Is the visual builder as powerful as building with code?

For conversational AI, yes. The visual builder covers the vast majority of use cases: branching logic, API integrations, variable handling, conditional routing, multi-model AI, and knowledge base search. The only scenario where code might be needed is for very custom data transformations — and even then, the API Call node can interact with custom endpoints you build separately.

Next Steps

You've built a complete, no-code chatbot. Here's how to make it even better:

  1. Train it on your data — Upload your documentation, FAQs, and product info to the knowledge base.
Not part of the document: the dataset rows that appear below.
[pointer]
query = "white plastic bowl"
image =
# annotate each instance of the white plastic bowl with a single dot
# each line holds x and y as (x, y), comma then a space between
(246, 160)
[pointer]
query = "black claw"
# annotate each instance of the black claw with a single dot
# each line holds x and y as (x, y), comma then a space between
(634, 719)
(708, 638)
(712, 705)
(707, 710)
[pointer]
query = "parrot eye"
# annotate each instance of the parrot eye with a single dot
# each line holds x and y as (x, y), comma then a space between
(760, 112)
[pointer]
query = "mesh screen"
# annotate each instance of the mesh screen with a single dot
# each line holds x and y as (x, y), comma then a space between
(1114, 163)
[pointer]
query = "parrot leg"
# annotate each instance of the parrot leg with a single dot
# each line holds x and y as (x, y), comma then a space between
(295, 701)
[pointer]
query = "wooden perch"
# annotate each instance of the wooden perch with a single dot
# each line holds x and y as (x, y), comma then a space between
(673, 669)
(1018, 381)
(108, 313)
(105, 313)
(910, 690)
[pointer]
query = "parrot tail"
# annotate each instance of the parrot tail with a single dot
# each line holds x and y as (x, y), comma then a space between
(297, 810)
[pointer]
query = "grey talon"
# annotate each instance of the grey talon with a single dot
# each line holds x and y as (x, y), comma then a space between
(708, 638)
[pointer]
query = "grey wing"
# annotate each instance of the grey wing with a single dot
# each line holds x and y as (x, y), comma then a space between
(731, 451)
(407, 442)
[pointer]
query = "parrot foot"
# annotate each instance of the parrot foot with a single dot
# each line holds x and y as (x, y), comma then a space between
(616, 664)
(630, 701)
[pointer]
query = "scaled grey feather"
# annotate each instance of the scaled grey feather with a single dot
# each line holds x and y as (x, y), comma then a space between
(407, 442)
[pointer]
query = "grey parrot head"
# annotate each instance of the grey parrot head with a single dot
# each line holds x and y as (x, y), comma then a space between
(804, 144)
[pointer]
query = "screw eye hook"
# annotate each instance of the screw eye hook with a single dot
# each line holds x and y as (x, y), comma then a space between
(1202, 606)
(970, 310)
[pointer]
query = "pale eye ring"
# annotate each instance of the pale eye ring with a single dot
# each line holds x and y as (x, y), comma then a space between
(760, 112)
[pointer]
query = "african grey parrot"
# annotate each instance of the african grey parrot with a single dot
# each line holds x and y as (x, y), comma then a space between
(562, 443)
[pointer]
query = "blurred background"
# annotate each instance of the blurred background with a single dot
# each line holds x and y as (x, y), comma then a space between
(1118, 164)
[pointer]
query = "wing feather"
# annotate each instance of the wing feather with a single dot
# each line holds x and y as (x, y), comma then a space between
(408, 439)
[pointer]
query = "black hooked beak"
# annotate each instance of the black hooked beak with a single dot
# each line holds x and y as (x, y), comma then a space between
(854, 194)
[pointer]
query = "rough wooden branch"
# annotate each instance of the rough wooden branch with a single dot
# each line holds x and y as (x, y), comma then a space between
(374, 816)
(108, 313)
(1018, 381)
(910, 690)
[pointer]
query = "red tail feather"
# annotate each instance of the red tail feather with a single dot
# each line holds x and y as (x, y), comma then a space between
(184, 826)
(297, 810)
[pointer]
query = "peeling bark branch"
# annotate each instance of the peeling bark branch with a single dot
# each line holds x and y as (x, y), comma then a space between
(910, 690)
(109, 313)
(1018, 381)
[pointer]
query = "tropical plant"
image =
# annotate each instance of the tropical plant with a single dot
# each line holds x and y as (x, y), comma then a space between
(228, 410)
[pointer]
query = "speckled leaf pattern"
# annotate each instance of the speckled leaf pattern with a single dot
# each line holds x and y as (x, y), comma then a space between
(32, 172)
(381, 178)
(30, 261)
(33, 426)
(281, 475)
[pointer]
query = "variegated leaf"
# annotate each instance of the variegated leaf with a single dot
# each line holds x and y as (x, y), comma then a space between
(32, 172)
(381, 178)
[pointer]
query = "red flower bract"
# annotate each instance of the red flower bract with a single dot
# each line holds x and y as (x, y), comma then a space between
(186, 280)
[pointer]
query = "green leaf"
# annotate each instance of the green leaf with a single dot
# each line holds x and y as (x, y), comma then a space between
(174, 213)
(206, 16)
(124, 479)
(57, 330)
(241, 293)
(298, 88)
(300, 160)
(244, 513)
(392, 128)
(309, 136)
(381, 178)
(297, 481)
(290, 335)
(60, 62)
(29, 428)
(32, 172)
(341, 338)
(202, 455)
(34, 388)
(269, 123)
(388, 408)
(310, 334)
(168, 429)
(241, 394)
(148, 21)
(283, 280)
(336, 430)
Follow our guide to training your chatbot on custom data.
  2. Refine your intent routing — Review real conversations in the dashboard and adjust your intent descriptions to improve classification accuracy.
  3. Add more branches — Common additions include order tracking, appointment booking, and FAQ shortcuts using Card Message nodes.
  4. Set up analytics monitoring — Track which branches get the most traffic, where visitors drop off, and what questions the bot can't answer.
  5. Build a lead qualification flow — Turn your sales branch into a full lead qualification chatbot that scores and routes prospects automatically.

The visual workflow builder is a tool you'll keep iterating on. Start simple, watch how real visitors interact with your bot, and evolve the flow based on what you learn.